Friday, October 1, 2010
Ok, it's Friday night. I'm bored. Stuffed full of CrackerBarrell and ready for bed, yet i'm not willing to call it a night. Got a lot of things on my mind and I can't seem to turn it off. I thought about sleeping with the windows open tonight...I love the fall and late Spring season cause I can do that...Tony doesn't like it much, but as long as he doesn't have that sticky feeling from the humidity he usually gives in..lol. I was hoping one or some, of my grandkids could spend the night with us..at least the evening, but they all had previous plans..so that left Pappy and me to fend for ourselves. So I washed some clothes. Easy and boring enough.

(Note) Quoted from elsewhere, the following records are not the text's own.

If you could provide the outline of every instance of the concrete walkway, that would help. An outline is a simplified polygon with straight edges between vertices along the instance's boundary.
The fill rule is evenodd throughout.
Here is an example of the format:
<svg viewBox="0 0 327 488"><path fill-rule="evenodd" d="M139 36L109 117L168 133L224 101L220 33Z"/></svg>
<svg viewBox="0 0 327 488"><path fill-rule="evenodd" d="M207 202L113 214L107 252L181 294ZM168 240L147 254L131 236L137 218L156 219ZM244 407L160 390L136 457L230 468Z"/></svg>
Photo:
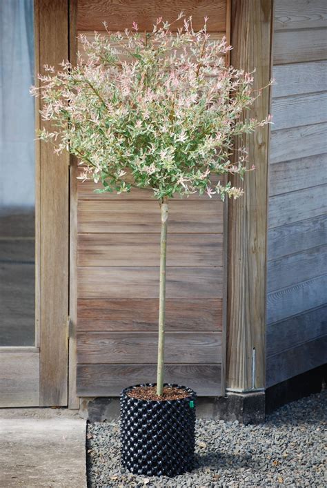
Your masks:
<svg viewBox="0 0 327 488"><path fill-rule="evenodd" d="M86 428L74 411L0 409L0 487L86 487Z"/></svg>

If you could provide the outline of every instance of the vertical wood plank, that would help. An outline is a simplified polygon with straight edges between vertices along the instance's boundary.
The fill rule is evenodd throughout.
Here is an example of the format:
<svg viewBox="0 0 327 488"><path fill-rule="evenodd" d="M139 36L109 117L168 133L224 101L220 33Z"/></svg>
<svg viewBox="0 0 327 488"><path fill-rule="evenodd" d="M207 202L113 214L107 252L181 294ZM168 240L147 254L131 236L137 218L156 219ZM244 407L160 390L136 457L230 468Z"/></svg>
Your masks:
<svg viewBox="0 0 327 488"><path fill-rule="evenodd" d="M34 84L39 86L37 75L40 72L40 39L39 39L39 2L34 2ZM35 130L40 128L40 99L35 98ZM35 346L40 345L40 303L41 303L41 144L35 141ZM39 389L39 387L38 387Z"/></svg>
<svg viewBox="0 0 327 488"><path fill-rule="evenodd" d="M269 82L271 72L272 0L232 0L231 64L256 68L255 89ZM270 90L264 90L247 113L264 119ZM266 246L269 130L248 135L244 143L255 171L245 179L244 195L228 204L228 278L226 386L246 391L264 387ZM232 183L241 182L237 177Z"/></svg>
<svg viewBox="0 0 327 488"><path fill-rule="evenodd" d="M68 0L38 3L43 72L44 64L57 67L68 57ZM40 404L66 405L69 156L41 142L40 162Z"/></svg>
<svg viewBox="0 0 327 488"><path fill-rule="evenodd" d="M77 61L77 0L69 2L69 59ZM70 233L69 233L69 345L68 345L68 408L79 408L76 392L77 322L77 160L70 156Z"/></svg>

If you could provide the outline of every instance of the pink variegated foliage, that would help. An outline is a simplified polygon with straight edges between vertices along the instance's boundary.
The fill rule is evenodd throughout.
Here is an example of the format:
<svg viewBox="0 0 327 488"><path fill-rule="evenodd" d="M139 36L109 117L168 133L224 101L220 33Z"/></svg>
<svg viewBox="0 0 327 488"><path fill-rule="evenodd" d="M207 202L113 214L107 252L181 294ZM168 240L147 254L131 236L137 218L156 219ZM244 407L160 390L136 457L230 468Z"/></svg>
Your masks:
<svg viewBox="0 0 327 488"><path fill-rule="evenodd" d="M258 96L252 74L225 66L231 48L210 39L206 21L197 32L190 17L174 34L159 18L151 33L134 23L132 32L96 33L91 42L81 36L86 62L79 55L77 66L63 61L61 72L46 66L32 89L52 121L40 138L77 156L80 177L101 182L99 191L239 197L240 188L217 184L217 176L244 175L246 148L230 160L235 137L269 120L246 118Z"/></svg>

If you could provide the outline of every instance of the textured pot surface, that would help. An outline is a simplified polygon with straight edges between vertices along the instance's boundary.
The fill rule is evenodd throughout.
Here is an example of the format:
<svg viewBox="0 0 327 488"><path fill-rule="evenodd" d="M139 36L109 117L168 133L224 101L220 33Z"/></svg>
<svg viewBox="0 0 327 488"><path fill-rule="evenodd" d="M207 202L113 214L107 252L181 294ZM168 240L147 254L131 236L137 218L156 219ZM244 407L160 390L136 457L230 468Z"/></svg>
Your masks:
<svg viewBox="0 0 327 488"><path fill-rule="evenodd" d="M145 400L132 398L126 388L121 396L121 464L135 474L176 476L194 465L196 393L189 388L186 398Z"/></svg>

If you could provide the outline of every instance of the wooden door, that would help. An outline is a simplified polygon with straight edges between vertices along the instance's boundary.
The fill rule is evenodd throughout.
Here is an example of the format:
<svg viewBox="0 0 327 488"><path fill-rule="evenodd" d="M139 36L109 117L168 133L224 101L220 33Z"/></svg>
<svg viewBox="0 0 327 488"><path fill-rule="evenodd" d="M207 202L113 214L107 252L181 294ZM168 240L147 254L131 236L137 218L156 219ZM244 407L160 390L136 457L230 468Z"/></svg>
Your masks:
<svg viewBox="0 0 327 488"><path fill-rule="evenodd" d="M69 12L68 0L35 0L36 72L41 72L45 64L56 66L68 57ZM38 110L37 104L37 126L40 125ZM35 231L32 224L28 227L30 235L26 232L19 232L13 237L10 235L11 241L8 244L13 254L15 246L18 248L17 243L30 239L30 260L25 264L17 263L22 269L20 282L26 280L28 273L34 274L35 293L32 280L28 281L23 293L27 290L31 309L34 309L34 295L35 311L30 310L28 317L25 302L14 302L12 306L13 310L14 307L21 309L22 323L32 320L32 333L34 319L34 333L28 346L1 347L0 344L0 407L68 404L69 170L68 155L58 157L50 146L37 142ZM21 222L26 228L26 218ZM16 224L14 227L17 229ZM3 243L6 241L1 241ZM3 284L6 287L10 282ZM19 280L16 285L19 285ZM13 297L14 300L27 300L26 293L20 299L17 293ZM6 295L2 295L1 299L6 300ZM3 315L1 318L6 320Z"/></svg>
<svg viewBox="0 0 327 488"><path fill-rule="evenodd" d="M229 32L226 0L79 0L77 29L92 37L103 21L113 31L135 21L150 30L157 17L172 21L181 10L193 16L195 29L208 16L212 35ZM79 182L75 201L77 394L115 396L123 387L155 381L160 211L144 191L94 189ZM165 380L217 396L224 388L226 208L197 196L170 208Z"/></svg>

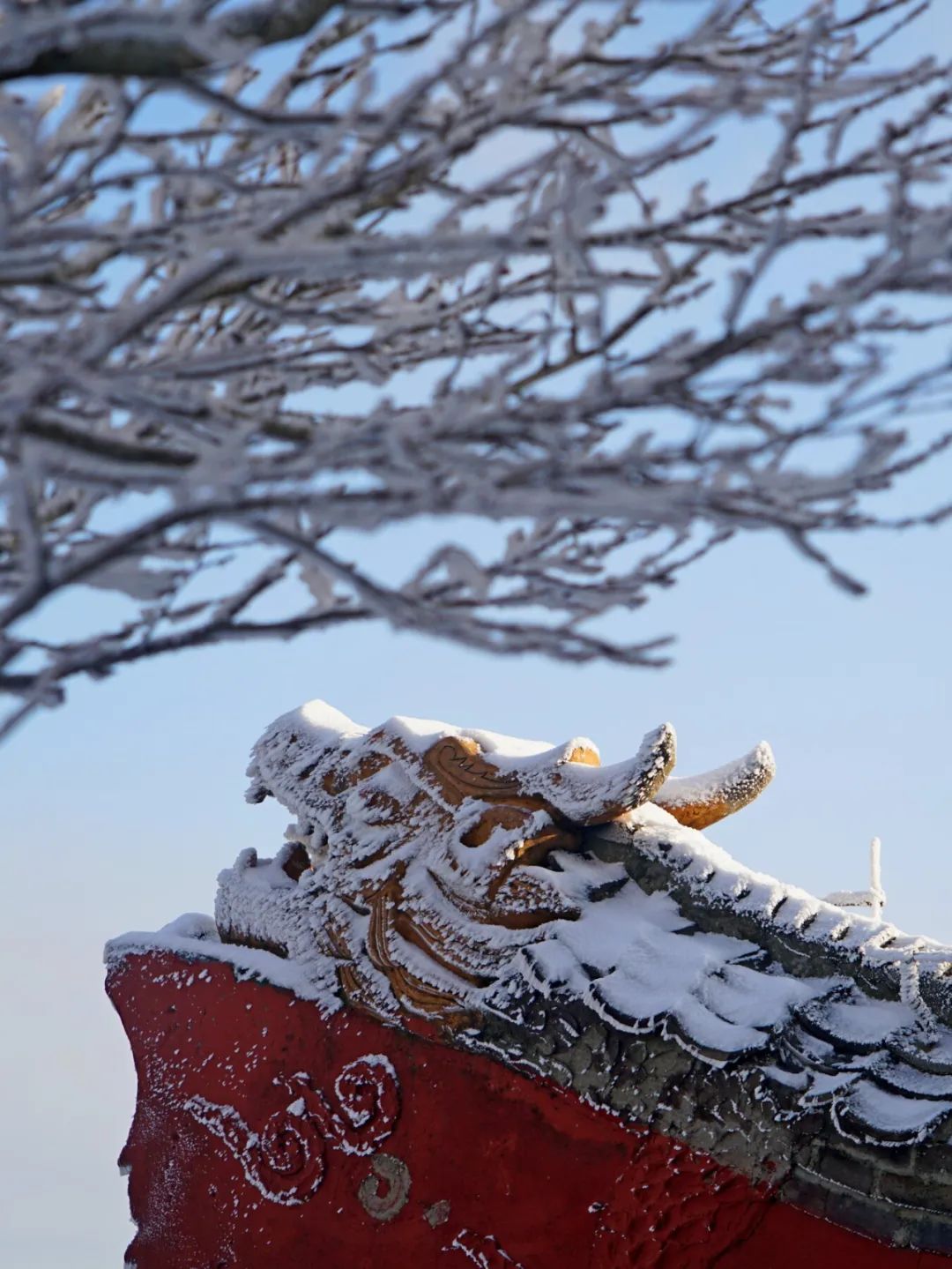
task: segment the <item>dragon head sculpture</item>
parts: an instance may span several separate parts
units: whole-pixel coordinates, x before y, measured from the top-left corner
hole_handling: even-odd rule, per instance
[[[513,950],[605,883],[565,867],[591,829],[645,803],[706,827],[775,770],[761,744],[676,779],[674,753],[667,723],[602,766],[586,739],[550,746],[412,718],[371,730],[311,702],[254,749],[248,799],[275,797],[295,821],[275,860],[246,854],[222,874],[222,938],[331,964],[338,995],[388,1020],[465,1025]]]

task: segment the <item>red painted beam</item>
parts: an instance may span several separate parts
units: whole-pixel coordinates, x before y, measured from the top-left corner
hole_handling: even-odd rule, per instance
[[[136,1269],[914,1269],[543,1080],[238,982],[128,956],[138,1074],[120,1164]]]

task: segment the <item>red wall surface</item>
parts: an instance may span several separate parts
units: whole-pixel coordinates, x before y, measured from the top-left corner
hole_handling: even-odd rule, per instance
[[[137,1269],[913,1269],[537,1077],[213,961],[128,957]],[[947,1261],[946,1261],[947,1263]]]

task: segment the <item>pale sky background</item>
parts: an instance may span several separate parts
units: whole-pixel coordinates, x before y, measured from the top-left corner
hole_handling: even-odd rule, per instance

Tony decided to go fishing, but came home in just a little bit...said it was too windy, and, he sheepishly tells me, he forgot to put the plug back in the whatever it's called and the boat began to fill with water and the motor that pumps the water out of the whatever it's called came on. He didn't know what was going on at first, then he remembered that he forgot to plug it back up. So he hurriedly takes the boat out of the water, puts the plug back in and comes home. That was the extent of our excitement and even then, I didn't get to be there and him telling me the story wasn't quite as exciting as if I had actually been in the sinking boat with him. I am sure I would have panicked and cause an even bigger commotion than he already had going on all by himself. But I got tickled at him..instead of telling me, or I should say admitting to me, that he forgot to plug the whatever it's called back up and that he had to take the boat out of the water to fix it, so he just came on home..he just said it was too windy to fish..hee hee. Actually, it was too windy to be out there, and I was kinda surprised he went to start with. We decided to head on up to CB for a late dinner..beans, cornbread and carrot cake...it was all good...Now i'm here, right back where I started...it's still Friday night and i'm still wishing I could have seen the kids, and bored again...so I thought I would blog a boring story to go along with my nearly perfect, boring night...Tony ruined my chances of a completely boring night, with his boating episode..and I didn't even get to be part of it....oh well....maybe next Friday night he won't mess it up and I can boast of our boringness! ...is that a word??...ugh.